Integrated Energy Monitoring System

The integrated energy monitoring system (EMS) is an application which is used to track a facility’s energy consumption and help in reducing it. The idea is to capture granular data for every equipment in the shopfloor, and analyze it to generate useful insights. These values can also be linked to data such as, size of production, itemized production, efficiency of equipment etc, to gain deeper insights on the business operations.
  • Solution

    Smart energy meters are connected to various individual equipment to get accurate electrical parameter data.
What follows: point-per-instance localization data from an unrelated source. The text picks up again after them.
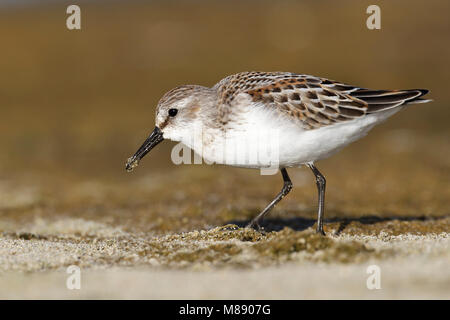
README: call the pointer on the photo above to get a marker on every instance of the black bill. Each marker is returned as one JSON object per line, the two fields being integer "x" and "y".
{"x": 155, "y": 137}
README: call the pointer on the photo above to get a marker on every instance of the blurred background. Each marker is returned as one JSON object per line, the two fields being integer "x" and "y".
{"x": 75, "y": 104}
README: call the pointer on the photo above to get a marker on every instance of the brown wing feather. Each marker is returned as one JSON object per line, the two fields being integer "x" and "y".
{"x": 316, "y": 102}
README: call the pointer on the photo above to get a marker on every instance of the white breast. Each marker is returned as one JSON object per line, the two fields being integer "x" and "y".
{"x": 258, "y": 137}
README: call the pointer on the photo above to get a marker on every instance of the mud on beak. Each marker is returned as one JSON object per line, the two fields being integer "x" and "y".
{"x": 154, "y": 138}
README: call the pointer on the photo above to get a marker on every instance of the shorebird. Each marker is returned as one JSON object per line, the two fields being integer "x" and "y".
{"x": 314, "y": 117}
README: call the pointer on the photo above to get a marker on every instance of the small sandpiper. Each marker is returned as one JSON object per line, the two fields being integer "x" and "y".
{"x": 315, "y": 117}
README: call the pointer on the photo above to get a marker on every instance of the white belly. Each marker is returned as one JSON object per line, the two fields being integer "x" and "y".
{"x": 262, "y": 140}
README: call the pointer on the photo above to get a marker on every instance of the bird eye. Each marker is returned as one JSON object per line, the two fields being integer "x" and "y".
{"x": 173, "y": 112}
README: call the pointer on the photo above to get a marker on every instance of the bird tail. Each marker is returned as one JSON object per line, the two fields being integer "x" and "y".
{"x": 381, "y": 100}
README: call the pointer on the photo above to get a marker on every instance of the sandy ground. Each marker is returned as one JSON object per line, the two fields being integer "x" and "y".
{"x": 222, "y": 263}
{"x": 76, "y": 104}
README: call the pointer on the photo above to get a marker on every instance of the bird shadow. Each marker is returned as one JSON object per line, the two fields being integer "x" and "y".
{"x": 300, "y": 223}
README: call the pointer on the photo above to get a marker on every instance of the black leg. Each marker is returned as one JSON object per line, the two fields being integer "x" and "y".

These are connected to an Edge IoT device, which captures the information from the meters either wirelessly (WiFi, 4G etc) or through wired protocols (Modbus, Profibus etc). Basic analysis and alerting at the Edge. Deeper analysis in a central cloud historian. Data is fed into a machine learning and prediction engine.

  • Places

    This system is optimal to deploy for any kind of manufacturing setup, and can be deployed across the factory shop floor. The hardware is cost effective and easily available, while the software is modular and easily scalable. This enables easy deployments across geographies.

  • Need

    Electricity consumption is a major expense in any factory. The system provides SMS Alerts for proactive action and key dashboards to generate insights. Pre-Built machine learning algorithms have been developed to provide insights of future operation. Some examples of use cases are; Energy forecasting, Current and Power based condition monitoring, Root cause analysis, Max Demand Alerting, Equipment / Group of Equipment comparison across plants, Equipment / Group of equipment comparison over time, comparison of consumption across products and many more.

  • Impact

    In general, the impact of implementing this system, along with the necessary actions would lead to anywhere between 2% - 8% energy savings, with certain factories achieving close to 15% reduction. Additional outcomes would include a 8% - 10% reduction in man hours (to engage in more productive and high value tasks) and a 2% - 5% improvement in equipment reliability.